Detection and possible role of a chain methylated histamine metabolite(s) in guinea-pig stomach

Abstract

Biologically active chain-methylated histamine analogues, N-methylhistamine and N,N-dimethylhistamine have been confirmed to exert a marked gastric acid secretory effect: 0.17 mg/kg of each produced a higher acid output in pylorus ligated guinea-pigs than 0.4 mg/kg of histamine. A chain-methylated histamine metabolite(s) hitherto described only in human urine, was detected in the stomachs of guinea-pigs pretreated with cortisone. Inhibition of the oxidative deamination of endogenous histamine by aminoguanidine also led to the detection of this substance(s) in guinea-pig stomachs. If, however, the methylation of histamine was inhibited by the aministration of chlorpromazine, the cortisone induced formation of chain-methylated metabolites was inhibited.

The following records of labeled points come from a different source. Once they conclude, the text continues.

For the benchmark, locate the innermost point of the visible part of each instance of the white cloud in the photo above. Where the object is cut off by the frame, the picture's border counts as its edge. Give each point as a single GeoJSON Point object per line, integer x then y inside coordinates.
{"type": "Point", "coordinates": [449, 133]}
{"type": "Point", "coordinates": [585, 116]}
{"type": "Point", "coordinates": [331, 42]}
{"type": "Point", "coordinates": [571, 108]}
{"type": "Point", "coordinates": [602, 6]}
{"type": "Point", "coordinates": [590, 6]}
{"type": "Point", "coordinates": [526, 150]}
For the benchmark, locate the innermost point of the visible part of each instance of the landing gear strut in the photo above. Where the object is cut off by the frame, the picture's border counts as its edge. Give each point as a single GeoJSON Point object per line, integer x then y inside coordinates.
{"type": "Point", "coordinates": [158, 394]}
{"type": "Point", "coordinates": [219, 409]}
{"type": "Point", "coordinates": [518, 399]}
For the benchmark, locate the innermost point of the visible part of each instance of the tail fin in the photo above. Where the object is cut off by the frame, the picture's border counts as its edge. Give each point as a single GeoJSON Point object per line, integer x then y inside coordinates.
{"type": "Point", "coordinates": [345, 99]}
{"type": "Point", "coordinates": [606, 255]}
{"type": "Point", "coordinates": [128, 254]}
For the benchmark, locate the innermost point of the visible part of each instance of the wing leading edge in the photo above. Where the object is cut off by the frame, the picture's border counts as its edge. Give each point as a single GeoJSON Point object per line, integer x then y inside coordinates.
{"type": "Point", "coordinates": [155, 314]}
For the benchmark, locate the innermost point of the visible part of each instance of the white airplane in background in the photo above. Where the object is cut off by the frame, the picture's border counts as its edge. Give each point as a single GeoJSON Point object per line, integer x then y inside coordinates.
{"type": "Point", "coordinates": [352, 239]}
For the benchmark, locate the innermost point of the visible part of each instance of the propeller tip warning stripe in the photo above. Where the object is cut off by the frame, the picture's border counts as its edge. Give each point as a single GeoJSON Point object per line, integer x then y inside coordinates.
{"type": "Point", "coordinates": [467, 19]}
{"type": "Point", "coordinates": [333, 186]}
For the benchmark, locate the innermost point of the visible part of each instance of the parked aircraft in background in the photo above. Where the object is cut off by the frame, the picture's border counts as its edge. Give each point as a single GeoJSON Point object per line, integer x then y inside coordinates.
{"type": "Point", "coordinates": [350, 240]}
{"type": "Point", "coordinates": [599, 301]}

In studies with labelled histamine cortisone was shown to decrease the ratio of 14C-histamine: total 14C-methylhistamine indicating that methylation occured to a greater extent in the stomachs of cortisone pretreated guinea-pigs than in the stomachs of control animals. It is suggested that cortisone treatment might increase the formation of a chain-methylated metabolite(s) by enhancing the activity of the methylating enzyme system and that the gastric acid hypersecretory effect of cortisone in guinea-pigs may be due at least in part to the increased formation of this active histamine metabolite(s).